Below, the numbered extractions distilled from the long article called In Praise of the Gods by Simon Sarris. I found it a very interesting read, and it provided for me a validation of my long-held sense that the Age of Science has not been without its costs.
For the morbidly curious, I appended a screen shot of what my Roam Research graph or work board for this article looks like. Yeah, I know. I should get a life. Gotta luv me. — Fred
With the Enlightenment's "escape from irrationality" we have lost the value of myth, of wonder, of enlivenment by the ineffable mystery of the *Kosmos--more than the physical Cosmos
"Sex, Ecology, Spirituality" *Ken Wilber KOSMOS as reality beyond the physical COSMOS.
The author calls for a return to an "embodied reasoning" other than the abstract world of the lab scientist who relies solely on reason (or the cloistered city dweller who never hugs a tree.) Life in the body vs life in the mind.
Irrational has become a pejorative term; as such, any matter not amenable to measurement is suspect
Lord Kelvin: Measurement is the basis of all knowledge. #ff
QUOTE: Rational insight is a powerful tool, and one of our worst excesses.
QUOTE: Virtue lies in giving things their proper place. To lack reason is to be inhuman. To rely on it solely is to be disembodied. This disembodied nature is the vice of the modern intellectual.
QUOTE: Without an education of stories, it is not only difficult to build your intuition, it is difficult to learn how to learn, and difficult to reason about virtue.
Modern "story telling" of TV fails to reach us because all it asks is our [[Attention]] but typically does not ask us to THINK. see [[Attention Economy]]

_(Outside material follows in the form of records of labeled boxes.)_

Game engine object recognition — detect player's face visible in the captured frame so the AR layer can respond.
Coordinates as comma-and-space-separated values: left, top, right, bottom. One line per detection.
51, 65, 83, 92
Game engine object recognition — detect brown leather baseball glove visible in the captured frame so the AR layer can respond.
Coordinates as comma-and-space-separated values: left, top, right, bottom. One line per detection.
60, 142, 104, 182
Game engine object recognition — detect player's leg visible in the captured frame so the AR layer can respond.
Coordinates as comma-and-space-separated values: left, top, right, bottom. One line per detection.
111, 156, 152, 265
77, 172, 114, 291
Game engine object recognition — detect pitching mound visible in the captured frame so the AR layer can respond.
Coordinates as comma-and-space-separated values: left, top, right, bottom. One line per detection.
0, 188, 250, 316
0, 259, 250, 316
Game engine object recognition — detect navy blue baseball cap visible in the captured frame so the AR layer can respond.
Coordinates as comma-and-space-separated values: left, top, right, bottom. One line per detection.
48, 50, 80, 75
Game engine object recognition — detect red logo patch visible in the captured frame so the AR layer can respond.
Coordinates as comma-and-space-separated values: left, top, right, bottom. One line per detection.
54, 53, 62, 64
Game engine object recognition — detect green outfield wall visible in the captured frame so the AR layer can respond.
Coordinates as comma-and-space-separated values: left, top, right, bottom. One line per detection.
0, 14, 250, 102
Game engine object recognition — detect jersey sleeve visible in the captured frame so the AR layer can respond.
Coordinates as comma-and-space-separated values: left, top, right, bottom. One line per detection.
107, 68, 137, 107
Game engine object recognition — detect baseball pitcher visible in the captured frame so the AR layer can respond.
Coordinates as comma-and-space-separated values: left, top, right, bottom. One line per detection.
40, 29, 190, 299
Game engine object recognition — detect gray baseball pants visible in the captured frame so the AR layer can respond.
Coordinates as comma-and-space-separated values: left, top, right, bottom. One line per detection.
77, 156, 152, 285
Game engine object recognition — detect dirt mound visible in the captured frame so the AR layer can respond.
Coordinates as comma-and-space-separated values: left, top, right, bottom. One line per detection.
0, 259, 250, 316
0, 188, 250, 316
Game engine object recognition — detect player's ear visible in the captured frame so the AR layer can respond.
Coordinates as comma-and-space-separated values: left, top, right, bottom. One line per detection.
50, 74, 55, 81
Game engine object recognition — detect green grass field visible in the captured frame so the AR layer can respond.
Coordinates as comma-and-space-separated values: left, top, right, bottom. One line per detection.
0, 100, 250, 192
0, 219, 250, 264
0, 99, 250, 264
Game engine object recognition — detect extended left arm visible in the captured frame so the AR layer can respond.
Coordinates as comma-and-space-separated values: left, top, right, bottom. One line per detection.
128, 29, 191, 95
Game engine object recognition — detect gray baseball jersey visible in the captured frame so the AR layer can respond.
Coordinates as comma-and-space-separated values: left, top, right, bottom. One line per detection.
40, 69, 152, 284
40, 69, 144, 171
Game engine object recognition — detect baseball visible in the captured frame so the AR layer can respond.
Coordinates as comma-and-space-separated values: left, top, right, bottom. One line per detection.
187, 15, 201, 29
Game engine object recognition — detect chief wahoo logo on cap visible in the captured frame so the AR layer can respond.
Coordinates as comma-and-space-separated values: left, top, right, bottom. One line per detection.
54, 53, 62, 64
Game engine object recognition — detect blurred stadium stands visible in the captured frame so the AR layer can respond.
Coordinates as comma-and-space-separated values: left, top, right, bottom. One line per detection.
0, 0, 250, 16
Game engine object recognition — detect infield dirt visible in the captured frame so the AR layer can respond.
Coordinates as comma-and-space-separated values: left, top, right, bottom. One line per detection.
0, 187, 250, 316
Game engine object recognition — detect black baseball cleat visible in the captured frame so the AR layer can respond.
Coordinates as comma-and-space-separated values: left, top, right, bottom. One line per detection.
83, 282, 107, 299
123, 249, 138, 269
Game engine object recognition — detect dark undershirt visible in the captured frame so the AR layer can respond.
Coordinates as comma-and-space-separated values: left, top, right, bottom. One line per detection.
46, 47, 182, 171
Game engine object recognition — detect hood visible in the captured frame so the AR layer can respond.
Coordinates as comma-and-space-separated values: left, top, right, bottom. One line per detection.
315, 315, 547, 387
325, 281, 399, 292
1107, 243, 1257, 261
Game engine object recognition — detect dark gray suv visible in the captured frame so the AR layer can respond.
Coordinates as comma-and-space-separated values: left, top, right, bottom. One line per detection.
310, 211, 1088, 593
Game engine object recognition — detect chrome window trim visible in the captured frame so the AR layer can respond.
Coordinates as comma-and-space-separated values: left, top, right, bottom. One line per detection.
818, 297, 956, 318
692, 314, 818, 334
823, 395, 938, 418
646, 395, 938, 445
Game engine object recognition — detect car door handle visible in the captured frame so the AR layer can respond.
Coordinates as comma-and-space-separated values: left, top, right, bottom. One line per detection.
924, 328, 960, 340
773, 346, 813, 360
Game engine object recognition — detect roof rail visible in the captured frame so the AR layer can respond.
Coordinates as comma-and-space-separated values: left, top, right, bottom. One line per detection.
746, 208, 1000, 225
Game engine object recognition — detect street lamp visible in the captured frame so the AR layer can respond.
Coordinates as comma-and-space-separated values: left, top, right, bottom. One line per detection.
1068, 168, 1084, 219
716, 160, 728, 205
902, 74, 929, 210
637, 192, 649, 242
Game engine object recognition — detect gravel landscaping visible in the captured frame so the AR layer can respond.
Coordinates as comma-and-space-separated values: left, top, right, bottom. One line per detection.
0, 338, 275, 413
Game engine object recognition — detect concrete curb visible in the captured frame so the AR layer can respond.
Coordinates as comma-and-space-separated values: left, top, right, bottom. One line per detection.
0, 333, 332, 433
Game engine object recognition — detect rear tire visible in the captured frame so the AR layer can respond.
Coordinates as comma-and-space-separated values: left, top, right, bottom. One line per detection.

Traditions: "answers to" or I'd say responses to enduring questions, the author says. They are an "embodied" celebration or honoring or enactment of a part of who we are, see ourselves to be, sometime a part that we have inadequate words for. The candles we light, seasonal songs and stories, tales we tell--instill meta-rational values in our families and societies.
The quality of thought and richness of our vocabulary in an age or a society is reduced as we eliminate MYTH from our understanding of reality, of who we are, or our relationships to each other and to nature and the Other.
A belief in science can become less a creed of belief resting upon objective reality than on ORDAINED AUTHORITY and CONSENSUS. Science as a priesthood, it's creeds held with a white-knuckled grip.
There is FAITH in science just as there is FACT in religion. Both have their creeds and dogmas.
The "certainty" of science would hold that the earth (the KOSMOS) holds no secrets not ultimately to be cracked by mathematics, physics and reason.
A society does not become happier (the pursuit of happiness) by becoming more Spockian, by eliminating anything not PROVEN. We become impoverished in language and purpose. We can't grasp our place in the KOSMOS with nothing but equations. Rejecting ritual and liturgy is not to reject the supernatural, but to allow our existence to become UNNATURAL. [[Chesterton]]
Children live in the body, not the mind. As adults our understandings of the world become DIS-embodied and abstract, often completely free of any ties to the Earth under our feet.
The product of a life enriched by religion is gratitude and wonder and a world view that embraces the ineffable vastness and unknowability of the matrix of time and space we experience as a human life.
“The gods linger to remind us that the genius of the world does not originate within ourselves, but is hidden in every part of the world, if we are willing to let it dawn on us.”